Every time an artificial intelligence answers a question or guides a robot's hand, it spends energy — and lately it has been spending far more than the task seems to deserve. A team at Tufts University's School of Engineering has now offered a working counterexample. In the laboratory of Matthias Scheutz, the Karol Family Applied Technology Professor, researchers built a proof-of-concept AI that completed structured robotic tasks more accurately than conventional systems while drawing as little as one-hundredth of the energy. The work was presented at the IEEE International Conference on Robotics and Automation (ICRA) in Vienna this June and published in the conference proceedings.
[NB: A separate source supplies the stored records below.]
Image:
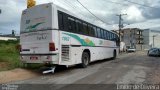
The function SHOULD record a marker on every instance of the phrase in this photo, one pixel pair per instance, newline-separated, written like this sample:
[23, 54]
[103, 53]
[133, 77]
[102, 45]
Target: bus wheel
[85, 60]
[114, 54]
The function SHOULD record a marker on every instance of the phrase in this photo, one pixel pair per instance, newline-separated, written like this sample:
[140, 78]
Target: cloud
[134, 14]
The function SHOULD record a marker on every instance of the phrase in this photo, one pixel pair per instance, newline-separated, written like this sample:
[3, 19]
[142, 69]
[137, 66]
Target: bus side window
[95, 31]
[65, 20]
[99, 32]
[78, 26]
[85, 29]
[71, 24]
[102, 34]
[92, 31]
[60, 21]
[109, 35]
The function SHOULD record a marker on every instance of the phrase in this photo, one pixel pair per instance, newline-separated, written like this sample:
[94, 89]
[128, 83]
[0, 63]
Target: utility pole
[153, 40]
[120, 27]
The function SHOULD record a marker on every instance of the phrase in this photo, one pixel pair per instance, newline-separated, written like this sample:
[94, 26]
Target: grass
[9, 55]
[10, 58]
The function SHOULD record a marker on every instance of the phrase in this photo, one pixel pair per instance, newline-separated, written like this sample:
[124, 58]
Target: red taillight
[52, 47]
[19, 47]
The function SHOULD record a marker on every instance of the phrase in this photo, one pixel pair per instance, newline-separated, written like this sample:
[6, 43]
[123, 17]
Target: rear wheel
[85, 60]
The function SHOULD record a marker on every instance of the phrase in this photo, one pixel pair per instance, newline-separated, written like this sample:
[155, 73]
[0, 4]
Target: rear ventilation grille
[65, 52]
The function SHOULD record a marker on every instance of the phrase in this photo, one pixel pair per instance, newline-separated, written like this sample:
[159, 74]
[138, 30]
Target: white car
[131, 50]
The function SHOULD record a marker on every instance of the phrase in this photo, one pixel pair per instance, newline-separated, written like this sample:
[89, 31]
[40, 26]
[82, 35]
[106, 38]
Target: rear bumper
[40, 58]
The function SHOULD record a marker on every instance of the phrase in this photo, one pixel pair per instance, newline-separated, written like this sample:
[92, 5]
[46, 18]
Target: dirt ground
[132, 68]
[16, 74]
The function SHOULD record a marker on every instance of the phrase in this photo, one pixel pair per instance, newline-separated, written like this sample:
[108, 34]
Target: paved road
[133, 68]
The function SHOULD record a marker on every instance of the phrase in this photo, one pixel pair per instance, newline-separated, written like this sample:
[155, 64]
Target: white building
[151, 38]
[6, 38]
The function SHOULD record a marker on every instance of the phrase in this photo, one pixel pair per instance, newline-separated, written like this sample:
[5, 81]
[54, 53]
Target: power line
[92, 13]
[140, 4]
[116, 2]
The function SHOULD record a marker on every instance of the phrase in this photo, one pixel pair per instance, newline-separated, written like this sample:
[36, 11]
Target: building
[11, 36]
[6, 38]
[132, 37]
[151, 38]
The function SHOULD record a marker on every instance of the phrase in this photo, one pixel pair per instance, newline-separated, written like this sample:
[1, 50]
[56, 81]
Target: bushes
[9, 54]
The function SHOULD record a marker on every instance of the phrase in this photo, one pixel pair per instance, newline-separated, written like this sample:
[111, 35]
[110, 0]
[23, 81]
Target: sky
[138, 16]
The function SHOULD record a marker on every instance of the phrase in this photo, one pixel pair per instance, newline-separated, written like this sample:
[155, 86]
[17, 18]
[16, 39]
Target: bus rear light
[52, 47]
[19, 47]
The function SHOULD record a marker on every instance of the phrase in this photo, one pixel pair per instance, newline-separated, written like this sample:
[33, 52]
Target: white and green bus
[52, 35]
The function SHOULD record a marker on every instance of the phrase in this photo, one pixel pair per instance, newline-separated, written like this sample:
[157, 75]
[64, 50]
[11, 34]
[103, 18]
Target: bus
[52, 35]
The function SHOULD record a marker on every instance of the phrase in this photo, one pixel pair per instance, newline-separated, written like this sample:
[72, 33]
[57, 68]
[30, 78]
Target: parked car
[154, 52]
[131, 50]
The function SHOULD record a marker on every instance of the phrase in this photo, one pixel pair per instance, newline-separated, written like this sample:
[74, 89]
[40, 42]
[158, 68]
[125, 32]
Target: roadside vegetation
[9, 55]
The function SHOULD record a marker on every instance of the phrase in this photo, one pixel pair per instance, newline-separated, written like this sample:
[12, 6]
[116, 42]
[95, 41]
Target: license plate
[33, 58]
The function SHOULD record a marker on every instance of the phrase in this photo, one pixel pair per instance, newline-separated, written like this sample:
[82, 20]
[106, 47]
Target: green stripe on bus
[85, 42]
Rather than the screen-bound large language models most people interact with, the Tufts group studies vision-language-action (VLA) models — systems that extend language models with sight and movement so a robot can read a scene, interpret an instruction, and act on it by driving its wheels, arms, and fingers. To put their approach to the test, they used the Tower of Hanoi, a deceptively simple puzzle whose strict, rule-bound logic offers no shortcut through pattern-matching. On the standard version, the team's system succeeded 95% of the time, against just 34% for a conventional VLA. On a harder variant the robot had never encountered in training, the gap widened into a chasm: the new system solved it 78% of the time while standard models failed on every single attempt.
The efficiency figures are where the result becomes hard to ignore. Training the new model took 34 minutes, compared with more than a day and a half for the conventional VLA, and consumed only 1% of the energy. The savings carried into operation as well, with the system using roughly 5% of the power a standard model needed to carry out the same tasks. Taken together — training and execution — that is the source of the headline claim of up to 100 times less energy.
The secret is not a bigger network but a different architecture. The Tufts system is neuro-symbolic: it pairs the pattern recognition and generation of neural networks with symbolic reasoning, the kind of step-by-step, rule-based thinking humans use when they break a problem into categories and stages. A purely neural VLA, like a language model, acts on statistical guesses drawn from enormous training sets, and those guesses can misfire — a misread shadow, a misplaced block, a tower that topples. By letting symbolic rules constrain the trial and error, the hybrid reaches a reliable solution with far less flailing, and far less compute.
Why It Matters
The backdrop to this research is an energy curve that is bending in the wrong direction. The International Energy Agency estimates that AI and data centers in the United States consumed about 415 terawatt-hours of electricity in 2024 — more than 10% of the nation's output that year — and projects that figure to roughly double by 2030. As AI is stitched into search engines, office software, and industrial systems, demand is feeding a competitive race to build ever larger data centers, some drawing hundreds of megawatts, more power than many small cities require.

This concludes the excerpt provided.